My blood runs cold. The Petrov faction has resources throughout Paris—eyes and ears in hotels, restaurants, surveillance on strategic locations. One of the most ruthless rivals to both Markov and Sokolov organizations, they've been expanding aggressively into Western Europe. If they've identified my safehouse, it's only a matter of time before they connect me to Anastasia.

A second message follows:ALLEY SURVIVORS IN HOSPITAL. TALKING. BRATVA NETWORKS ACTIVATED.

I press my forehead against the cool glass of the window, mind racing. The men from the alley survived, as I knew they would. I wasn’t out for blood last night. They've revealed Anastasia's presence in the city and her rescue last night. The Bratva networks are activating—not yet at highest alert, but awareness is spreading.

Every Petrov operative in the district will be mobilized by late morning. Every safe house monitored. Every travel route scrutinized. And somewhere in that dragnet, my identity as Viktor Baranov-Sokolov risks exposure—the vengeful ghost of a family Mikhail Markov believed he'd erased from existence.
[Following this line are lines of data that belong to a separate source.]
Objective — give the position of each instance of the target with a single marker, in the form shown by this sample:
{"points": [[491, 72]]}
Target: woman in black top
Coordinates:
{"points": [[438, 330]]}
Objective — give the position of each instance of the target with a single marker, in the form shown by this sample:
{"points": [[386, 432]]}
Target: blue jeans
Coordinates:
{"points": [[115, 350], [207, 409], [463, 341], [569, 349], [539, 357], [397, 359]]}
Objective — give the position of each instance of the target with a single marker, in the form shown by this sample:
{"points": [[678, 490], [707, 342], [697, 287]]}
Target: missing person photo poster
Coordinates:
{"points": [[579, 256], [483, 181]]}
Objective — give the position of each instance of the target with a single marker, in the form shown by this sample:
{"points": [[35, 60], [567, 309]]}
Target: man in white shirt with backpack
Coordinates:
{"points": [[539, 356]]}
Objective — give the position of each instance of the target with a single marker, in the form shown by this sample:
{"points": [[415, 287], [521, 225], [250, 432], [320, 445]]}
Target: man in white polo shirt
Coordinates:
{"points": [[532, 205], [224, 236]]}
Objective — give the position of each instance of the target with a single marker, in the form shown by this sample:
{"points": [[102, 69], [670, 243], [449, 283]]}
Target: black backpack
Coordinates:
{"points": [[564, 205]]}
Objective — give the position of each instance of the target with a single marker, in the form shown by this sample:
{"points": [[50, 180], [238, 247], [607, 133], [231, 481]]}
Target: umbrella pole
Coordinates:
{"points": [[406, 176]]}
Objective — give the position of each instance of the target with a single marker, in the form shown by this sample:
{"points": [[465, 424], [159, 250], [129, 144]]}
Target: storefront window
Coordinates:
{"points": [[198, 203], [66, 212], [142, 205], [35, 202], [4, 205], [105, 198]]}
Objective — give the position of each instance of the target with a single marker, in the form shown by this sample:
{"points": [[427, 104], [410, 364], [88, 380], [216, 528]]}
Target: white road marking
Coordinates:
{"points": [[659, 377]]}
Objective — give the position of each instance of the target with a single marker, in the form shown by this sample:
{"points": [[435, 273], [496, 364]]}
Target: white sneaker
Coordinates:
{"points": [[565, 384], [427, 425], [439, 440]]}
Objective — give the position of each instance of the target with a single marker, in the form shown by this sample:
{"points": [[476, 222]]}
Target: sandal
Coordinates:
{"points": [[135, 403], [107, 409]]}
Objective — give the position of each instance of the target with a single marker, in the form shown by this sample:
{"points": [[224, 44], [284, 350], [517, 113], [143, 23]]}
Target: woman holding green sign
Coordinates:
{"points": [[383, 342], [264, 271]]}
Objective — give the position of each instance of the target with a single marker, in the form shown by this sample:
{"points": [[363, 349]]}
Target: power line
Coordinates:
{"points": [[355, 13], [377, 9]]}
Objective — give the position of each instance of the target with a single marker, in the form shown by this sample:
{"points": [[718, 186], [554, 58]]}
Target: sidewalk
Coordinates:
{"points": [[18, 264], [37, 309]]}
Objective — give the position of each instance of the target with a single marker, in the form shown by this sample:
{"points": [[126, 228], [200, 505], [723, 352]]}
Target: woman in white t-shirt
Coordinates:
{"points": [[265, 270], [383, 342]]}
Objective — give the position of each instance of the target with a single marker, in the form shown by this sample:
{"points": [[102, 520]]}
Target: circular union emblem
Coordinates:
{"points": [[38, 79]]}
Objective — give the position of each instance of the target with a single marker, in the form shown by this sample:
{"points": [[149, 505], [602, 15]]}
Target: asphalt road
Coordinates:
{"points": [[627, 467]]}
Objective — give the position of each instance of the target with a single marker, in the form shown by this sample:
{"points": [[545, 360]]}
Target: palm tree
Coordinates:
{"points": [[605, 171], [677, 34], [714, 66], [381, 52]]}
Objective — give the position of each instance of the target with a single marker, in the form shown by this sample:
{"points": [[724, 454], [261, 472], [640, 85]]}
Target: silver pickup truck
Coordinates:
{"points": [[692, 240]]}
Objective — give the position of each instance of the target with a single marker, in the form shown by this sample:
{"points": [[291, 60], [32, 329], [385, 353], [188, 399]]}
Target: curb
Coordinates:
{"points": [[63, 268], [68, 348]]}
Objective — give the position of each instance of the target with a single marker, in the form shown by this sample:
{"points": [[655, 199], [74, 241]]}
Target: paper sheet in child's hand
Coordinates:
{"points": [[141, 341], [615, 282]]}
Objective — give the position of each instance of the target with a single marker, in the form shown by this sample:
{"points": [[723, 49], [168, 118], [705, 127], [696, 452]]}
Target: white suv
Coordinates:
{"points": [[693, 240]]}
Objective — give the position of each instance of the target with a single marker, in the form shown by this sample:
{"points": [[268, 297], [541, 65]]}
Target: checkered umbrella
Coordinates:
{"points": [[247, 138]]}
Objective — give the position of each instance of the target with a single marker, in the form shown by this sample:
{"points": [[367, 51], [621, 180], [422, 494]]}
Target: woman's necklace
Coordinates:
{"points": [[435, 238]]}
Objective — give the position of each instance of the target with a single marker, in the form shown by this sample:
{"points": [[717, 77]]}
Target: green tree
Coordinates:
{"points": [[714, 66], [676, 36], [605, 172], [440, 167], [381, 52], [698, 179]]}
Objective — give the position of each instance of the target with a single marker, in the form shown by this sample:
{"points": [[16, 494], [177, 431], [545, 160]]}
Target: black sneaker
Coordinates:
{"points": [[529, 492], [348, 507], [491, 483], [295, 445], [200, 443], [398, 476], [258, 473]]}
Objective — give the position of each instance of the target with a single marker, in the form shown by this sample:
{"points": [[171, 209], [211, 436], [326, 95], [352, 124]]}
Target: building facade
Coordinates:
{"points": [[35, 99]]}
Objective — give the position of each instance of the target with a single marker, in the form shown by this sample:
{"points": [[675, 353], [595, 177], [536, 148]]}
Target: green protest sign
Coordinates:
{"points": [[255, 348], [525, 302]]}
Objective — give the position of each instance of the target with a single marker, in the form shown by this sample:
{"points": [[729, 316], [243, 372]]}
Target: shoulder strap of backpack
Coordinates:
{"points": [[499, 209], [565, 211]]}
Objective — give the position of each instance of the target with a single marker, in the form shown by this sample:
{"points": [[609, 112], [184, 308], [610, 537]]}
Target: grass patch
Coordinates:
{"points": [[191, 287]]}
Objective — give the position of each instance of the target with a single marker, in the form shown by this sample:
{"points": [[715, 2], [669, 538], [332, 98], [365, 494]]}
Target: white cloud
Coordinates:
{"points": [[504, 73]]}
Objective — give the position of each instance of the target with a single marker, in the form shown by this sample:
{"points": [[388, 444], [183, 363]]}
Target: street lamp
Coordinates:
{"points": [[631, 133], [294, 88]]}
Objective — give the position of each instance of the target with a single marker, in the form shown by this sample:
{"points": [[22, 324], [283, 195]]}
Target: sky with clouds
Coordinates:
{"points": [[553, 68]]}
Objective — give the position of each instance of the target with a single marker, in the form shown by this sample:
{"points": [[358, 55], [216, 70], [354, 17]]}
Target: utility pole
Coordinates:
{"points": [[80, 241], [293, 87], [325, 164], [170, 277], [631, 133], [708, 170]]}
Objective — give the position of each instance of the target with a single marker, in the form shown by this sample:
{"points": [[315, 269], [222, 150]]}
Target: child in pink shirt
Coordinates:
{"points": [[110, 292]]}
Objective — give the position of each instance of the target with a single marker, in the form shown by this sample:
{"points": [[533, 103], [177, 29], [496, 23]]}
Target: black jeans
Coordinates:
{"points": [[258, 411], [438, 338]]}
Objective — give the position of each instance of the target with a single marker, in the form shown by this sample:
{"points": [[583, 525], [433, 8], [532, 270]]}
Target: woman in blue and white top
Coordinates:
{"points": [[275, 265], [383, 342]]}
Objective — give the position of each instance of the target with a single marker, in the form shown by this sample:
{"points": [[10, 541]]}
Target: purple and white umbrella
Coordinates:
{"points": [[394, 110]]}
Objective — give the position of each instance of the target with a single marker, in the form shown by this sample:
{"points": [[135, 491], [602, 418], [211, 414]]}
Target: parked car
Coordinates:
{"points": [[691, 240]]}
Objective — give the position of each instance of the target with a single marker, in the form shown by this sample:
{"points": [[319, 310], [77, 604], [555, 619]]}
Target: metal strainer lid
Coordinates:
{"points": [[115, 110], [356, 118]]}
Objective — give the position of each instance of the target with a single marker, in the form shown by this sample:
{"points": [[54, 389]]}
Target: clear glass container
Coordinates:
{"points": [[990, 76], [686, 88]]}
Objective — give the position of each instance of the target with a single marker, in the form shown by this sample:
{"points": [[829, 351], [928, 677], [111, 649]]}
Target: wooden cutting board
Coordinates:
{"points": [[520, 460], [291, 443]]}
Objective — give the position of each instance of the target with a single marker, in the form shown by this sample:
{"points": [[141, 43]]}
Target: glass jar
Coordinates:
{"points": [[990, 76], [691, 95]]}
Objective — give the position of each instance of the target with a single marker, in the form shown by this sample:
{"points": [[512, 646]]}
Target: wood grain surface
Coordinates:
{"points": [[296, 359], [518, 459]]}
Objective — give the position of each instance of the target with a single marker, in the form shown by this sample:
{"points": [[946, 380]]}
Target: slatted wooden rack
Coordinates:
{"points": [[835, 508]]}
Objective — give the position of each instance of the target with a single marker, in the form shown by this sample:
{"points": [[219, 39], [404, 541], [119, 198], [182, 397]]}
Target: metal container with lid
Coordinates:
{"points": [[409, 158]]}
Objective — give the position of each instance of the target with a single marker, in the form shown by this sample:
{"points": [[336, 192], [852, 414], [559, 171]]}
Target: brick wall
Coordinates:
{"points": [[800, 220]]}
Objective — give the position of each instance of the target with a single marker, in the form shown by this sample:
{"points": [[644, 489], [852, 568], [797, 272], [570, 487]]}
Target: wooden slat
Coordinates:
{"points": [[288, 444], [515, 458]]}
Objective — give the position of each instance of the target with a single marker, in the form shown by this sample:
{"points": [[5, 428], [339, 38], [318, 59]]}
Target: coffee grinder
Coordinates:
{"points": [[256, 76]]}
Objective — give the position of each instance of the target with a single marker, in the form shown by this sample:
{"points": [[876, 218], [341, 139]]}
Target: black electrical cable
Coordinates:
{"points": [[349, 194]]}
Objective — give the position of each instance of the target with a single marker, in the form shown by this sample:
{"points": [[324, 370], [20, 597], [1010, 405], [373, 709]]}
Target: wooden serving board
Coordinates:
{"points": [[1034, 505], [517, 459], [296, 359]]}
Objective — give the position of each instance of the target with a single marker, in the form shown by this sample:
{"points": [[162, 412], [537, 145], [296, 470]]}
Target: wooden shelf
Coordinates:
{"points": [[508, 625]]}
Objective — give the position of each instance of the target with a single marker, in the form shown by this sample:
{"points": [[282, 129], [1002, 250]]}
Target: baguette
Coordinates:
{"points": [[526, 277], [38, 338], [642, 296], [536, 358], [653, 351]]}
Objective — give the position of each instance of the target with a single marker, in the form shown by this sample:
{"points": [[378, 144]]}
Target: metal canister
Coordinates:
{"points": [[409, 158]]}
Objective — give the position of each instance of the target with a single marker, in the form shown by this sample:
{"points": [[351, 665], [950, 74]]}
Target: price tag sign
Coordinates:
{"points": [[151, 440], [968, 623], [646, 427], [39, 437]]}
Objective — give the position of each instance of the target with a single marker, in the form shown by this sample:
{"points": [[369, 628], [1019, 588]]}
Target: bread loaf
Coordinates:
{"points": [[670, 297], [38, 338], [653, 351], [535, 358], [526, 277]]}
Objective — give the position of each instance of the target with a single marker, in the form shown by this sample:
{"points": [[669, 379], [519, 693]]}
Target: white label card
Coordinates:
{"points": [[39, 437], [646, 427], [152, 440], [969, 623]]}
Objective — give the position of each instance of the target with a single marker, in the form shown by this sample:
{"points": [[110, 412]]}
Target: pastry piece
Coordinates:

Five years of meticulous planning, of careful infiltration and positioning—all potentially compromised because I couldn't let Anastasia Markov walk into that ambush alone.

I type: Confirm security breach level and timeline.

The response is immediate: Local Petrov network only for now. Markov Moscow headquarters not yet informed. Two tactical teams positioning near your location. Estimated 30 minutes before perimeter complete. Extraction window: 15 minutes max.

Fifteen minutes. My mindset snaps into place, pushing aside all sentiment, all confusion about the woman sleeping in my bed. I can feel my thought patterns shifting into the staccato rhythm I've developed for high-pressure situations—short, direct, efficient.

Evidence of connection to us? I ask.

Negative for now. But timeline limited. K-7 extraction protocol activated. Safe route pre-mapped. Vehicle at emergency exit B.

I type back acknowledgment, then check the building's security feeds. External cameras show a black SUV—the distinctive Maybach model favored by Petrov's senior lieutenants—parked three blocks north. Two men in tactical gear visible, checking weapons. Not bothering with subtlety anymore, which means they're preparing for a raid, not continued surveillance.

I switch to the thermal imaging overlay. Six more heat signatures visible in surrounding buildings. Snipers, most likely, establishing line of sight to all exit points. Standard Bratva siege formation—central command vehicle, perimeter snipers, ground teams ready for breach. A classic Petrov tactic I've documented in Warsaw, Berlin, and now Paris—overwhelming force applied suddenly, with no possibility of negotiation.